Fronto-central theta (FCθ; 2–7 Hz) power was measured in two ways. First, EEG data were decomposed into their time-frequency representation via complex Morlet wavelet convolution (between 2 and 12 cycles per wavelet, linearly increasing across 90 linear-spaced frequencies from 1 to 30 Hz) and the resulting power estimates were normalized by the decibel (dB) transform (dB = 10*log10[power/baseline]). The baseline consisted of across-trial average power during the 0.3 s preceding stimulus onset, calculated and applied separately within each trial-type (Go, undetected error, detected error).
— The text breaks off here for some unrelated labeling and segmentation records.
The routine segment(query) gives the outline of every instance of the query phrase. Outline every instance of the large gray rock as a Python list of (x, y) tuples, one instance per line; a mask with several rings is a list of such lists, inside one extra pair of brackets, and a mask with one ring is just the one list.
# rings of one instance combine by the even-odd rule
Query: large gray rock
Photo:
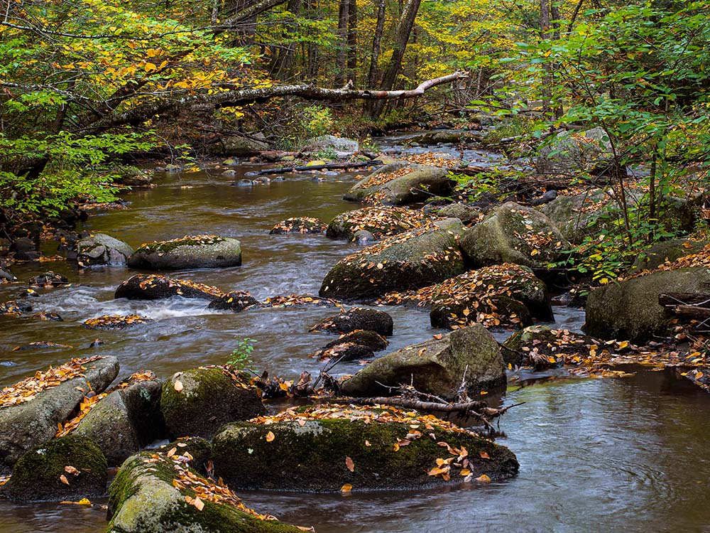
[(347, 396), (376, 397), (393, 394), (388, 387), (412, 384), (421, 392), (452, 398), (464, 375), (470, 393), (506, 382), (498, 342), (481, 324), (383, 355), (342, 387)]
[(432, 195), (446, 196), (453, 185), (446, 168), (400, 161), (377, 169), (358, 182), (343, 198), (403, 205), (424, 201)]
[(241, 245), (226, 237), (185, 236), (143, 244), (129, 258), (128, 264), (151, 270), (235, 266), (241, 264)]
[(77, 262), (80, 266), (124, 265), (133, 252), (123, 241), (103, 233), (96, 233), (77, 243)]
[(543, 269), (559, 259), (569, 243), (545, 215), (508, 202), (464, 233), (459, 246), (474, 268), (515, 263)]
[[(32, 399), (18, 405), (0, 407), (0, 473), (7, 471), (29, 448), (54, 437), (84, 396), (93, 390), (102, 392), (119, 373), (114, 357), (100, 357), (82, 365), (82, 377), (45, 389)], [(89, 386), (90, 384), (90, 386)]]
[(91, 439), (69, 435), (28, 450), (2, 495), (18, 501), (77, 500), (106, 491), (106, 458)]
[(668, 292), (710, 295), (710, 268), (660, 271), (594, 289), (587, 298), (584, 331), (635, 343), (668, 335), (672, 316), (658, 303), (658, 295)]
[[(398, 419), (386, 410), (339, 406), (318, 416), (317, 409), (287, 411), (275, 423), (227, 424), (213, 443), (215, 475), (235, 488), (334, 492), (457, 484), (466, 475), (464, 468), (473, 473), (469, 480), (518, 473), (507, 448), (452, 431), (436, 419), (427, 419), (430, 429), (425, 429), (416, 415)], [(442, 449), (442, 442), (449, 447)], [(437, 459), (458, 456), (464, 448), (467, 461), (436, 470)]]
[[(298, 533), (295, 526), (260, 519), (239, 508), (236, 495), (190, 468), (186, 448), (175, 449), (170, 456), (155, 454), (158, 459), (153, 451), (142, 452), (121, 465), (109, 489), (107, 533)], [(175, 479), (192, 486), (176, 487)], [(197, 486), (219, 494), (219, 502), (204, 496), (195, 502)]]
[(460, 220), (448, 219), (435, 230), (416, 230), (390, 237), (349, 256), (334, 266), (321, 296), (368, 299), (390, 291), (432, 285), (464, 271), (457, 246)]

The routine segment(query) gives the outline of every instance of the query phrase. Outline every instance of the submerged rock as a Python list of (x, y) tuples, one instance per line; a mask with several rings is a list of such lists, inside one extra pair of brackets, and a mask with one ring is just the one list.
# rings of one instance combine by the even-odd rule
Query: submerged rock
[(452, 398), (464, 379), (469, 393), (506, 384), (498, 343), (481, 324), (415, 344), (376, 359), (342, 383), (344, 394), (388, 396), (388, 387), (413, 384), (421, 392)]
[(236, 239), (217, 235), (185, 236), (143, 244), (129, 258), (134, 269), (208, 269), (241, 264)]
[(448, 227), (422, 229), (390, 237), (341, 259), (321, 286), (329, 298), (368, 299), (390, 291), (432, 285), (465, 271), (457, 244), (460, 221)]
[(2, 488), (9, 500), (75, 501), (106, 492), (106, 458), (89, 438), (60, 437), (28, 450)]
[(94, 356), (26, 378), (11, 392), (6, 387), (0, 404), (0, 473), (32, 446), (54, 437), (84, 396), (91, 390), (102, 392), (118, 373), (116, 357)]
[(116, 289), (114, 298), (129, 300), (160, 300), (173, 296), (216, 300), (223, 296), (217, 287), (160, 274), (137, 274)]
[[(438, 468), (437, 459), (454, 457)], [(434, 416), (344, 406), (228, 424), (212, 459), (235, 488), (307, 492), (421, 488), (483, 474), (501, 480), (518, 468), (507, 448)]]
[(80, 266), (126, 264), (133, 249), (123, 241), (97, 233), (77, 243), (77, 262)]
[(174, 449), (142, 452), (121, 465), (109, 489), (107, 533), (300, 531), (247, 508), (228, 488), (190, 468), (191, 455)]
[(239, 381), (221, 368), (194, 368), (173, 375), (163, 385), (160, 410), (173, 437), (212, 438), (228, 422), (266, 412), (249, 377)]
[(453, 181), (446, 168), (400, 161), (378, 168), (356, 183), (344, 200), (403, 205), (447, 195)]

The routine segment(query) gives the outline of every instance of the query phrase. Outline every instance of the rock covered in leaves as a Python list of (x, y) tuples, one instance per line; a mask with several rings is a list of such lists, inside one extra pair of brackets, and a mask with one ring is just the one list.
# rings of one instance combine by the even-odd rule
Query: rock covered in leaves
[(412, 384), (420, 392), (452, 398), (462, 382), (472, 394), (506, 382), (498, 343), (481, 324), (383, 355), (344, 381), (342, 388), (348, 396), (377, 397), (393, 394), (388, 387)]
[(104, 233), (84, 237), (77, 243), (80, 266), (126, 264), (133, 249), (123, 241)]
[(383, 239), (430, 226), (431, 218), (419, 210), (378, 205), (341, 213), (328, 224), (326, 235), (331, 239), (354, 240), (356, 234), (364, 230), (375, 239)]
[(90, 391), (103, 392), (119, 373), (116, 357), (94, 356), (38, 372), (0, 392), (0, 473), (26, 451), (52, 438)]
[(90, 438), (60, 437), (28, 450), (0, 492), (22, 502), (78, 500), (106, 491), (107, 465)]
[(451, 193), (453, 181), (445, 168), (408, 161), (392, 163), (358, 182), (343, 198), (355, 202), (404, 205)]
[(248, 375), (218, 367), (173, 374), (163, 385), (160, 410), (171, 436), (203, 438), (228, 422), (266, 411)]
[(392, 335), (394, 322), (388, 313), (379, 309), (353, 307), (342, 310), (340, 314), (329, 316), (311, 328), (311, 331), (330, 331), (337, 333), (350, 333), (358, 330), (374, 331), (388, 337)]
[(173, 296), (215, 300), (223, 294), (217, 287), (160, 274), (137, 274), (116, 289), (114, 298), (129, 300), (160, 300)]
[(515, 263), (543, 269), (569, 247), (545, 215), (513, 202), (494, 209), (463, 235), (459, 245), (475, 268)]
[(280, 222), (269, 232), (271, 235), (281, 235), (285, 233), (316, 233), (325, 231), (326, 225), (317, 218), (311, 217), (295, 217), (287, 218)]
[(215, 474), (235, 488), (308, 492), (501, 480), (518, 468), (507, 448), (431, 415), (344, 406), (228, 424), (212, 458)]
[(232, 291), (225, 293), (216, 300), (209, 302), (209, 309), (232, 311), (235, 313), (243, 311), (251, 306), (258, 306), (259, 301), (246, 291)]
[(394, 235), (341, 259), (320, 289), (322, 296), (368, 299), (419, 289), (465, 271), (457, 244), (460, 221)]
[(221, 481), (203, 477), (185, 450), (176, 446), (126, 460), (109, 488), (108, 533), (300, 531), (248, 508)]
[(143, 244), (129, 258), (128, 264), (153, 270), (235, 266), (241, 264), (241, 245), (230, 237), (186, 235)]

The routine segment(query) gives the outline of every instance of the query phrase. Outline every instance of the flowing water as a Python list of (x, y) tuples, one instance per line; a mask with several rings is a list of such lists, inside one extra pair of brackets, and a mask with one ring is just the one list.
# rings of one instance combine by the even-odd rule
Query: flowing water
[[(476, 157), (493, 164), (499, 161), (483, 152)], [(243, 266), (175, 275), (223, 290), (249, 291), (258, 298), (316, 294), (329, 268), (355, 245), (321, 235), (269, 235), (268, 230), (289, 217), (328, 220), (356, 208), (341, 198), (356, 176), (315, 181), (303, 173), (253, 188), (231, 185), (249, 170), (253, 168), (241, 167), (239, 176), (229, 178), (217, 170), (161, 175), (157, 188), (126, 195), (130, 209), (92, 215), (82, 229), (105, 231), (133, 247), (186, 234), (235, 237), (242, 243)], [(320, 364), (307, 354), (332, 339), (308, 329), (337, 312), (334, 308), (234, 314), (207, 310), (199, 300), (114, 300), (116, 287), (136, 271), (124, 268), (77, 271), (58, 262), (16, 265), (13, 271), (24, 279), (46, 269), (64, 274), (72, 286), (43, 289), (28, 298), (18, 285), (0, 286), (0, 301), (23, 298), (36, 311), (58, 313), (65, 321), (0, 317), (0, 386), (91, 353), (116, 355), (121, 377), (151, 369), (165, 377), (179, 370), (224, 363), (243, 337), (258, 340), (252, 357), (257, 367), (292, 379), (303, 370), (317, 373)], [(436, 333), (424, 311), (387, 311), (395, 322), (390, 349)], [(578, 330), (584, 320), (576, 310), (555, 311), (556, 323), (569, 329)], [(87, 318), (129, 313), (155, 321), (119, 332), (81, 327)], [(97, 338), (104, 343), (89, 348)], [(13, 350), (38, 340), (72, 348)], [(357, 363), (348, 363), (340, 372), (357, 369)], [(501, 421), (506, 436), (499, 442), (520, 463), (515, 479), (417, 492), (242, 495), (257, 510), (313, 525), (320, 533), (710, 531), (710, 397), (705, 393), (667, 372), (639, 372), (623, 379), (573, 379), (559, 373), (531, 378), (511, 376), (515, 384), (503, 399), (506, 404), (525, 402)], [(105, 526), (104, 514), (99, 505), (0, 500), (0, 532), (98, 533)]]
This approach yielded a condition-averaged time-frequency plot that allowed us to select channels and frequency boundaries for FCθ analysis in a manner that was orthogonal to any potential trial-type effects. Black lines in this plot (Figure 3a) enclose regions in which contiguous time-frequency pixels were significantly different from the pre-stimulus baseline at p < 0.01, for at least 400 ms and at least 5 consecutive frequency bins. Second, power estimates for all subsequent FCθ analyses were derived by band-pass filtering the EEG data from 2 to 7 Hz (using the fir1 Matlab function to construct a narrow two-way least squares FIR filter kernel), Hilbert-transforming the filtered data to derive the analytic signal, and then converting to power. Compared to wavelet convolution this filter-Hilbert method affords greater control over the frequency characteristics of the filter, though in practice the results from both methods were qualitatively very similar. As for the previous wavelet-based approach, analyses were conducted on power estimates that were dB-normalized using a condition-specific trial-averaged pre-stimulus baseline, thus leaving within-condition trial-by-trial fluctuations in baseline power intact. Complementarily, the reported between-subjects FCθ correlation (Figure 6e) was conducted on unbaselined power estimates, thus leaving between-individual differences in baseline FCθ power intact. Both within- and between-subjects variation in baseline power emerged to be sources of variance contributing to the respective effects (Figure 3—figure supplement 3c-e; Figure 6—figure supplement 2). We also verified that the main effect of error detection on FCθ remained unchanged when no baseline was applied (Figure 3—figure supplement 3b).

Analysis of electrophysiological decision signals

First- and second-order trial-averaged CPP signals were measured as the average voltage per m2 from three centro-parietal electrodes centered on the region of maximum component amplitude in the grand-average response-locked topography (Pz, P1, P2), and were low-pass filtered up to 10 Hz for analysis and display. FCθ was measured as the average power across six fronto-central electrodes, also centered on the topographic maximum (FCz, FC1, FC2, Cz, C1, C2). The relationships between RT and signal build-up rates and amplitudes were examined for the CPP on go trials (Figure 2a), the second-order continuation of this signal on detected errors (Figure 2d), and FCθ on both trial-types (Figure 3d,e). Analysis of Go-trial dynamics was restricted to trials with primary RTs > 350 ms (leading to the exclusion of 17.4 ± 12.1% of trials per subject) because the amplitude of the CPP signal was affected by visual-evoked potentials that coincided with the evolution of the decision-related activity on quicker trials (Figure 2—figure supplement 2). For each participant, single-trial waveforms were sorted into 3 equal-sized bins according to RT (primary RT for Go trials, RTd for detected errors) and averaged. To establish the timing of the relationship between signal build-up rate and RT, we measured the temporal slope of each signal in each subject’s bin-averaged waveforms using a sliding window of 150 ms, covering the entirety of both response- and detection-aligned waveforms. Build-up rate was computed as the slope of a straight line fitted to the signal within each temporal window, and a linear contrast was applied to this metric across RT bins. The centers of windows that were characterized by a significant group-level contrast in the expected direction (linear decrease in build-up rate with increasing RT; p < 0.05, one-tailed) are marked by a black running line in the associated plots. To establish the timing of the relationship between signal amplitude and RT, we conducted a linear contrast of amplitude as a function of RT bin for each temporal sample. Samples characterized by contrasts that deviated from zero at the group level (p < 0.05, two-tailed) are marked by a gray line in the associated plots. This sample-wise approach was also employed to characterize the effect of error detection on the amplitude of both centro-parietal (Figure 2b) and FCθ (Figure 3b) signals.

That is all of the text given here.